After Jesus had raised Lazarus from the dead in John 11, the Jewish religious leaders realized they had a serious crisis on their hands. They, of course, were already aware that Jesus was a force they had to deal with. And they had been trying, but no attempt had yet worked to catch him saying or doing something that would discredit him.
But now he had resurrected a man who had been dead four days. And there were lots of eyewitnesses — some of who had reported this alleged miracle directly to the Pharisees (John 11:46). Things were spinning out of their control.
Case Study in Bad Decision Making
So the leaders were summoned for emergency session, and the Pharisees said,
“What are we to do? For this man performs many signs. If we let him go on like this, everyone will believe in him, and the Romans will come and take away both our place and our nation.” (John 11:47–48)
And we all know the infamous conclusion the council reached after deliberation: “They made plans to put [Jesus] to death” (John 11:53).
This turned out to be a really bad decision. Not from God’s perspective, of course. Everything was working precisely according to God’s “definite plan and foreknowledge” (Acts 2:23). But from the Jewish leaders’ perspective, it was a mistake of cosmic proportions.
Messed Up Faith-Math
What happened? How did they make this horrible mistake? It was a result of a miscalculation of reality. Essentially, they got their faith-math wrong because they missed the crucial factor in their equation.
Here’s how they did their equation in John 11:47–48: In spite of the signs, we don’t believe Jesus is the Christ or a true prophet (John 7:52); therefore if the prophet (P) continues, then we (Q) will lose the temple (what is meant by “our place”) and our nation. As a simple conditional equation, their logic looks like this: P yields Q. To avoid the outcome of this scary equation, the decision must be to eliminate P.
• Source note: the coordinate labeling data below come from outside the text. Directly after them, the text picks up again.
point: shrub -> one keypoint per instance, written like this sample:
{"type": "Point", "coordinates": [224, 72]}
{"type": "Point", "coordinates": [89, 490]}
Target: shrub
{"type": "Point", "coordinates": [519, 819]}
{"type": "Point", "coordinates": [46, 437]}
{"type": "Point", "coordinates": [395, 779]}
What made this calculation errant was that they got Jesus wrong. And by getting Jesus wrong, they chose unreality over reality. Unbelief completely messed up their equation. And the result was deadly evil. Their miscalculation resulted in fear and urgency that led them to take drastic, sinful action.
They saw the signs — they acknowledged it in verse 47. And Jesus himself pleaded with them:
“If I am not doing the works of my Father, then do not believe me; but if I do them, even though you do not believe me, believe the works, that you may know and understand that the Father is in me and I am in the Father.” (John 10:37–38)
But they did not believe (John 10:25).
The Best Way to Avoid Costly Mistakes
William Cowper, in his famous hymn, “God Moves in a Mysterious Way,” wrote,
Blind unbelief is sure to err And scan his works in vain; God is his own interpreter, And he will make it plain.
It is true that the kind of blind unbelief that was at work in most of the Jewish leaders who met that night was the type experienced by the unconverted. “The god of this world has blinded the minds of the unbelievers, to keep them from seeing the light of the gospel of the glory of Christ, who is the image of God” (2 Corinthians 4:4).
However, all forms of unbelief, including the kinds that we Christians are susceptible to, have this equation-wrecking effect. Unbelief blinds us to the crucial factor of God in our calculations of reality. When we fail to believe God, when we fail to trust whatever promise he gives us for whatever problem we are trying to address, our conclusions are simply going to be wrong. And the decisions we make according to wrong conclusions can be really bad.
This is the lesson we can take from the Jewish leaders: “Blind unbelief is sure to err.” Math matters, including faith-math. Miscalculations are costly. Unbelief always does damage — sometimes great damage. The best way to avoid costly and sinful mistakes in the Christian life is to believe Jesus.
Jesus is trying to save us from much pain and heartache when he says, “Do not disbelieve, but believe” (John 20:27).